Князь встал в дверях, слушая их разговор.
– У Марьи Саввишны Дурыкиной амазонка цвета вина бордо, и я к ней в рифму выписал из Парижа винного цвета кружева, – говорил томный Карл, и стек танцевал в его руке как змея. – Я желаю носить её цвета, так рыцари былых времен носили цвета обожаемой ими дамы.
– А кнутик у вас, ваша светлость, – тот самый? – вдруг невпопад спросил Ливен.
– Какой – тот самый? – растерялся Карл.
– Он этого не помнит, Ливен. – Князь вошёл и присел на диван, но не на сам диван, почему-то на подлокотник. – Не дразните мальчишку, он даже не знает, о чем ведется речь.
– Я знаю! – просиял в своём кресле Петер. – Я даже это помню, Ливен. В Летнем, и в Петергофе, наш Шарло выбегал с кнутом в парадную залу и с необычайным удовольствием стегал придворных по ногам. А кое-кого – и по заду.
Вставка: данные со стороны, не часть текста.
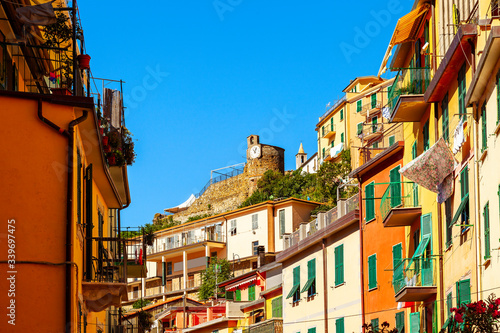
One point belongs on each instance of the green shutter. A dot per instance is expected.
(461, 92)
(251, 293)
(372, 271)
(484, 131)
(486, 215)
(400, 321)
(415, 322)
(369, 202)
(395, 179)
(445, 119)
(464, 291)
(425, 132)
(339, 326)
(339, 265)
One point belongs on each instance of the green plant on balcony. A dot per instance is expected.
(481, 316)
(58, 35)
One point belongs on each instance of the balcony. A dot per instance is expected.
(371, 109)
(329, 131)
(400, 204)
(371, 131)
(105, 273)
(414, 279)
(406, 95)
Шарло было тогда лет семь.
– Оттого я ничего и не помню, семь – это возраст младенчества. – Карл широко раскрыл волшебные, птичьи, подведённые глаза. – А многих я так побил, а, Петер? Я, клянусь, правда не помню.
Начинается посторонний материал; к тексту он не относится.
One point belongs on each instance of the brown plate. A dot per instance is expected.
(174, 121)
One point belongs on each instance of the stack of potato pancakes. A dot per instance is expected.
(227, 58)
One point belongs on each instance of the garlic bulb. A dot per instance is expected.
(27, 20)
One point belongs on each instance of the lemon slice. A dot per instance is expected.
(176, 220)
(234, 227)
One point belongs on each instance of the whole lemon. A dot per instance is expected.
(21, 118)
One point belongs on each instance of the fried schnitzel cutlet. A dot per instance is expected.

– Почти всех, кто там был, Шарло, – рассмеялся Петер, – разве что Лёвенвольд от тебя увернулся, но по нему сложно было попасть, он был как хорёк… Остальным же – всем досталось. И никто не смел гневаться – ведь Шарло был у нашей муттер возлюбленное дитя. Потом какой-то князь, то ли Шаховской, то ли Баратынский, отобрал этот кнутик и переломил. Помнится, его за это даже стыдили. И вы, папи, так на него орали…
– Я тогда на всех орал, меня снедала меланхолия, – признался князь. – Выходит, Ливен, кнут у него всё-таки не тот, тот пропал.
– А для чего это было? – спросил простодушный Ливен. – Почему ваша светлость пожелала их бить?
– Я же сказал, я не помню, – надулся Карл. А князь, понимая, что светлость в вопросе – всё-таки он, ответил:
– Я очень их всех боялся, Ливен, и я хотел, чтобы сын мой научился их – не бояться. Я сам всегда входил в парадную залу – дрессировщик так входит в клетку к хищникам и каждый раз не знает, сожрут его в этот раз или он выйдет вон целым. Надеюсь, вас не фраппировала моя откровенность?
– Я сам всегда их побаивался, может, оттого и уехал, – невозмутимо сознался Ливен. – Здесь как-то дым пожиже.
Принцы переглянулись и, наверное, ощутили себя лишними в такой беседе.
– Я оставлю вас, господа, – Карл поднялся с кресла и поклонился, прижав стек к груди, – извините меня.
– И я вынужден удалиться, – вскочил тут же и Петер. Ему жаль было уходить от водки, но терпеть бесконечную болтовню двух полубезумных стариканов – увольте, невыносимый аттракцион…
– Вот мы и остались одни, Ливен, – промолвил князь, когда принцы ушли. – Для чего вам вдруг вспомнился этот несчастный кнут? Мне назло?
– Конечно же нет, ваша светлость, пустая ностальгия, – бесстрастно отвечал Ливен, – но если я вдруг задел вас – простите.